The proposed methodology was also compared with active contours using gradient vector flows (Cvancarova et al. 2005) implemented on the current dataset and had obtained similar results. The average segmentation accuracy difference between the two methods using the proposed thresholding was approximately 1.4% with the proposed method giving better values even for hypoechoic and isoechoic tumours. As an alternative to active contour based segmentation, unsupervised clustering based segmentation was also studied and implemented on the current dataset, as proposed by Sajith and Hariharan (2015) and Das and Sabut (2016). It was seen that fuzzy c-means based clustering failed to give accurate delineations for challenging tumours with the best average accuracy being 79.5% only.

For pre-processing, it was found that employing entropy features on the current dataset, as in Zong et al. (2019) will not work efficiently in the presence of severe speckle. The proposed work on the other hand uses neutrosophic set concept and shearlets to denoise and enhance the image and gave better localization of the tumour. The method adopted by Lotfollahi et al. (2018) is computationally costlier on this dataset than the proposed method by approximately 15%.

It is necessary to discuss the purpose of using traditional segmentation algorithms like active contours or thresholding in an era of deep learning based semantic segmentations.
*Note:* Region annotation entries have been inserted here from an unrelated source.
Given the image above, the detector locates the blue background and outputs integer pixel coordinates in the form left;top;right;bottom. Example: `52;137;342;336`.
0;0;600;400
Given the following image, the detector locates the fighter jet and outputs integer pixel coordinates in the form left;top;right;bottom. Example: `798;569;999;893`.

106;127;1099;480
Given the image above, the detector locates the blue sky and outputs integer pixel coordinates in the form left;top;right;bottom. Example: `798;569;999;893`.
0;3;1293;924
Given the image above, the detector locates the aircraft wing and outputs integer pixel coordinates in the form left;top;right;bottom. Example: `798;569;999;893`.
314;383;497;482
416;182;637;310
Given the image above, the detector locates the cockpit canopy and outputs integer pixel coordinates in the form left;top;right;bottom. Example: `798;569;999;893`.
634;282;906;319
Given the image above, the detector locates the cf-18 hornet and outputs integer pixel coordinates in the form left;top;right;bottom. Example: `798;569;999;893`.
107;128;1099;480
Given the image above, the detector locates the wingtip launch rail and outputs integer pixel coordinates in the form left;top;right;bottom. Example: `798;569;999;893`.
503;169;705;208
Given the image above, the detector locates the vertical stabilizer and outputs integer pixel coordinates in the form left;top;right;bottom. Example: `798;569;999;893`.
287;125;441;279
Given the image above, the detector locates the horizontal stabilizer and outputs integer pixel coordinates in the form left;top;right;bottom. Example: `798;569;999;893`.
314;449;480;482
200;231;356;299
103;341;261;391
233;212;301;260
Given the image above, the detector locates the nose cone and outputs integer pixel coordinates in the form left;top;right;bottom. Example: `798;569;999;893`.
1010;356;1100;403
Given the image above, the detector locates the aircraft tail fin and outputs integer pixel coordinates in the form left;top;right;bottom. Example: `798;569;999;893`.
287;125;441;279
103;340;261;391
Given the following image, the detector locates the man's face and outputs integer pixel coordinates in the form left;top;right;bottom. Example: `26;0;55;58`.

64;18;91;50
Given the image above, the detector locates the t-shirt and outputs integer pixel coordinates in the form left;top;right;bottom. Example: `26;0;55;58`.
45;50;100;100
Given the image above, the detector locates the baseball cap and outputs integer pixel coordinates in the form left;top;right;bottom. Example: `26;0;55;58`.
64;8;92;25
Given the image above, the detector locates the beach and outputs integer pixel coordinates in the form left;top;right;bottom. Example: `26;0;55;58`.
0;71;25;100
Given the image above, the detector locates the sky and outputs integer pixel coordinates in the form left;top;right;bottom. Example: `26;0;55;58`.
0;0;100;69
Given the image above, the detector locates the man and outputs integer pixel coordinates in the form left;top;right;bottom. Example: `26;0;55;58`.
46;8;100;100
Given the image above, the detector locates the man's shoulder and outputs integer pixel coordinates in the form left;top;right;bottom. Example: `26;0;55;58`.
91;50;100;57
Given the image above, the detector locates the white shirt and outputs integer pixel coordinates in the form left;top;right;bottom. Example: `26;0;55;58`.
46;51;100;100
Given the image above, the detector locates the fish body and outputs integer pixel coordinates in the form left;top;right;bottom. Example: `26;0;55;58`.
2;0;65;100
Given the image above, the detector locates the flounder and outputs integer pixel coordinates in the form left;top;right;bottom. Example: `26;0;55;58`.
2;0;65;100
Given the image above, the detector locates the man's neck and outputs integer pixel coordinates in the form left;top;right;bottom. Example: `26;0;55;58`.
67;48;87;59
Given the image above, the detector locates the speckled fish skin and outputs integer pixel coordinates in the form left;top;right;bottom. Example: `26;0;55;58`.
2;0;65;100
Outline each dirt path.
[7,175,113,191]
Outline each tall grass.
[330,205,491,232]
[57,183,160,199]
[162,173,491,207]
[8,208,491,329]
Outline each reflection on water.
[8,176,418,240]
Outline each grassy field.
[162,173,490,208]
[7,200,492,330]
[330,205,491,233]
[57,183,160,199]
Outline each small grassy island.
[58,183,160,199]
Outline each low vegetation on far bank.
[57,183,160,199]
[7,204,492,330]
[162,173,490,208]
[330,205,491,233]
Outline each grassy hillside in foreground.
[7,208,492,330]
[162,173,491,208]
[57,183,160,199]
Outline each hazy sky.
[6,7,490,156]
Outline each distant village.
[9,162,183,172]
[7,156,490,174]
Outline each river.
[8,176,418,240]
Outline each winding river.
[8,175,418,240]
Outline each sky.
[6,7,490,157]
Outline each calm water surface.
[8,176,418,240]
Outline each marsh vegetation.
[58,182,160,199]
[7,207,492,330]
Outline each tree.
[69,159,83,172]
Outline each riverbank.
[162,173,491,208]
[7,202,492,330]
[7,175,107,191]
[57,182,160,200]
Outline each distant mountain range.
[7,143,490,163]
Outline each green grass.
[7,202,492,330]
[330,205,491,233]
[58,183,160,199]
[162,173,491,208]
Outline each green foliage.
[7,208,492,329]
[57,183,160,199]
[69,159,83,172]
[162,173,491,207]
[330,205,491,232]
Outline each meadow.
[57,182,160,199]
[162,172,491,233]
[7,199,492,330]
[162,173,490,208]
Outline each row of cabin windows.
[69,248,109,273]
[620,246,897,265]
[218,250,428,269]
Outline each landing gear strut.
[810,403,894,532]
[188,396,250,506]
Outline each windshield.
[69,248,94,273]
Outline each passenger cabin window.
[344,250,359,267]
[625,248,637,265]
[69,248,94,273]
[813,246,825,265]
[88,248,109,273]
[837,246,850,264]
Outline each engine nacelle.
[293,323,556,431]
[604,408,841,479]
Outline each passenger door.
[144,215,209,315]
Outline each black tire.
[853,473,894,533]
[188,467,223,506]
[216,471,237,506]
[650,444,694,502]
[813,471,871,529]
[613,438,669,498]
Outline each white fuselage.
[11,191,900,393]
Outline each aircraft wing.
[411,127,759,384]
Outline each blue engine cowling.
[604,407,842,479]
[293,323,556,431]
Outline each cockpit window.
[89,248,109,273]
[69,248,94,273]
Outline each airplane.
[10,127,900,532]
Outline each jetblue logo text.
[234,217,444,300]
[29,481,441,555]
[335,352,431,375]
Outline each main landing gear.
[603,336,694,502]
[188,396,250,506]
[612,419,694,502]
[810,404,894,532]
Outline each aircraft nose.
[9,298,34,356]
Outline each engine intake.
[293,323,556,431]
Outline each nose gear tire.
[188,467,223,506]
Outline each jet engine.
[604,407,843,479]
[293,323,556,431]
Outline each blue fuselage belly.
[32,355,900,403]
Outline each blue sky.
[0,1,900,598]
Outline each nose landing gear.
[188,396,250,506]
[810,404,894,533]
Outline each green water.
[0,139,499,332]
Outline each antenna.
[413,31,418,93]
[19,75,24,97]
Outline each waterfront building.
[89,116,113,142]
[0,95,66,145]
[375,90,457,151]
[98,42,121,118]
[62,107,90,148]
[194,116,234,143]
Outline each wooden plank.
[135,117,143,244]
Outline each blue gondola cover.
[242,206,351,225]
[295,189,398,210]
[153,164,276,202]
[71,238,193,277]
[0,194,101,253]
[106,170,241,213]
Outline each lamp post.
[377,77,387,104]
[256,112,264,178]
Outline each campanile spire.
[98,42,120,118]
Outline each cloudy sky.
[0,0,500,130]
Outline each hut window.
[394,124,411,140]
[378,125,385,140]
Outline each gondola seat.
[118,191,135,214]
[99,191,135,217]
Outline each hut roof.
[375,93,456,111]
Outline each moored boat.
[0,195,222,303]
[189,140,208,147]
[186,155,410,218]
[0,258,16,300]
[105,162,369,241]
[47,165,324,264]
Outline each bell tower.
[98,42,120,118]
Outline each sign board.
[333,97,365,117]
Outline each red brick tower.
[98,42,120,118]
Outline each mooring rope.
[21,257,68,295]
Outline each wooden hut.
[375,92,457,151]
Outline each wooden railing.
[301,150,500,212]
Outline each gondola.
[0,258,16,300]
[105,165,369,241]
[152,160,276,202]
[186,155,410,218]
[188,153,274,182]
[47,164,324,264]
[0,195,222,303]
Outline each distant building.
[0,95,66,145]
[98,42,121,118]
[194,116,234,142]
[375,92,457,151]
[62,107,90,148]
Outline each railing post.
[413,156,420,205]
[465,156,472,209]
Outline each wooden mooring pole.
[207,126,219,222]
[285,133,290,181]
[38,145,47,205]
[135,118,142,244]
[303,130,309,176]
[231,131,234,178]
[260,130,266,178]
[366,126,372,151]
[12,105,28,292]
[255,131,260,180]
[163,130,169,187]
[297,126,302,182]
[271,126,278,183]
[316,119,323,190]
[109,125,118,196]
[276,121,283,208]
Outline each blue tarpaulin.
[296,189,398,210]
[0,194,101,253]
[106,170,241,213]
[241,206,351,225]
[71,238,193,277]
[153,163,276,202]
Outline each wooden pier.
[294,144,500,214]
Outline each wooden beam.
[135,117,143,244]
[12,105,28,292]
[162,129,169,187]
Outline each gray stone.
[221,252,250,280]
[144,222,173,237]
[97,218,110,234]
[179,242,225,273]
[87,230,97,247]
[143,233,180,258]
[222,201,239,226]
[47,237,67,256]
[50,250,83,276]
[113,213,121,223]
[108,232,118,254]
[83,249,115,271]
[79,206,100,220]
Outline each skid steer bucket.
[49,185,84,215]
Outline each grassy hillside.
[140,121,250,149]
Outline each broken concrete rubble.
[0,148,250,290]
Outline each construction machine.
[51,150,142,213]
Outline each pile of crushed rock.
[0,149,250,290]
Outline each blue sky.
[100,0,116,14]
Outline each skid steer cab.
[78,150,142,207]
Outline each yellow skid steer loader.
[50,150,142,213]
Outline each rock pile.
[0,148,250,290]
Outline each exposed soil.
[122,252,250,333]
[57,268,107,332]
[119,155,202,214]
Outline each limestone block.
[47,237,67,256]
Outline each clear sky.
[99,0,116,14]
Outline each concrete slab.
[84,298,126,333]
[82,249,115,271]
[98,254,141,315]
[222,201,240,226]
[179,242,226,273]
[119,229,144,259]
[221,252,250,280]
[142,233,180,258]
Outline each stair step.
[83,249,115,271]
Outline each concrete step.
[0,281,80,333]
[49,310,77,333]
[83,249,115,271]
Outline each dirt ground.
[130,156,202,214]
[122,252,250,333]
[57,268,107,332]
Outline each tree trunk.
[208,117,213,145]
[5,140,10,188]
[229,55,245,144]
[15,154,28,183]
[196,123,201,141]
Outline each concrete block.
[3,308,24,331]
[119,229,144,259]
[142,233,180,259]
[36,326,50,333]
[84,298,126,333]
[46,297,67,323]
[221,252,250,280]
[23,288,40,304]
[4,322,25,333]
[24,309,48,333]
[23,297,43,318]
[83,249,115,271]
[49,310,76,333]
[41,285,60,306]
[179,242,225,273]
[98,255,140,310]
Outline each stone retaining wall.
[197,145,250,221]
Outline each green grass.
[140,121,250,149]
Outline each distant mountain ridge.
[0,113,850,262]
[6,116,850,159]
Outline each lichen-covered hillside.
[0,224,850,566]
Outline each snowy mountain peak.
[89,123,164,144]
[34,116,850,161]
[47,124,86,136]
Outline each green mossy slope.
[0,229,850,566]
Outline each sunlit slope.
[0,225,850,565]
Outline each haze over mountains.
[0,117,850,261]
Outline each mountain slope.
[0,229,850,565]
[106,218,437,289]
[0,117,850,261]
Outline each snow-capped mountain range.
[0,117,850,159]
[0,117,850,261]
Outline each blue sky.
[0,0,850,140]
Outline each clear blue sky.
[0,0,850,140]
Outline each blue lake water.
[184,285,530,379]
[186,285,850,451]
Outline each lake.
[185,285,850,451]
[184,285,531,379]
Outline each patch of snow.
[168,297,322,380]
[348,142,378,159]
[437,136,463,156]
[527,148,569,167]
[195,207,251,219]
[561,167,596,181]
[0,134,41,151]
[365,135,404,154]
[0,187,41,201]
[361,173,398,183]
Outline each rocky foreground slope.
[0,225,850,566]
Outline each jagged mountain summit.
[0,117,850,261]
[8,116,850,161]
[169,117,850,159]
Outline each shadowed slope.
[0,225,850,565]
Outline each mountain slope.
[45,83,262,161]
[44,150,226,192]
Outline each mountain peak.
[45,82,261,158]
One must note that the performance of any deep learning algorithm depends hugely on the availability of proper training and validation datasets. Larger the dataset and the variance of images in them, better the network trains itself to most optimal weights and biases. Ultrasound image databases are limited and most medical centres do not allow the availability of such datasets online. Due to this unavailability of sufficient data, there is always an issue of trusting a deep learned model to accurately predict an unknown query image and remains as a challenge and an active area of research in deep learning (Liu et al. 2019, Brattain et al. 2018). It is in such a scenario, option for traditional segmentation algorithms where there is a certain level of manual intervention or supervision is possible would be more prudent.

Conclusion

US images are corrupted by noise and system artefacts which cause difficulties during feature or region of interest extraction. The proposed work focuses on extracting tumours as region of interest from US liver tumour images. Tumour segmentation involves two steps, the first being region of interest identification and the second being tumour segmentation. The region identification employs pattern recognition techniques with thresholding being the most commonly used to create an initial tumour region mask. Common segmentation methods based on an initial mask are active contours (commonly called snakes) which may fail to extract the boundaries accurately if the initial mask is improperly defined. The proposed adaptive Otsu thresholding based on multiple predicates using texture, phase, gradient and phase gradient yields better initial contours as compared to other works in literature which uses manually predefined masks.

As a pre-processing step and different to other existing works, the US image is neutrosophically enhanced and denoised using shearlets taking into effect the fuzzy nature of US images. Since US images suffer from intensity inhomogeneties, the traditional Chan-Vese segmentation yields unsatisfactory segmentation which is resolved by using localized energy based active contour segmentation considering the localized means in the contour and its neighbourhood. The segmentation results show significant improvement over the existing optimal global thresholding and include additional features like less morphological operations to refine the thresholded output for mask creation and working even in cases of images with PAS and iso/slightly hypoechoic tumours. The proposed method guarantees to help in diagnostic procedures where the radiologist can decide the region of interest with minimum processing. In future, expansion of the work in identifying the tumour as benign or malignant by implementing automatic classification methods using features from the detected/segmented tumour is suggested. Further refinements may be done to the proposed thresholding to obtain still better masks.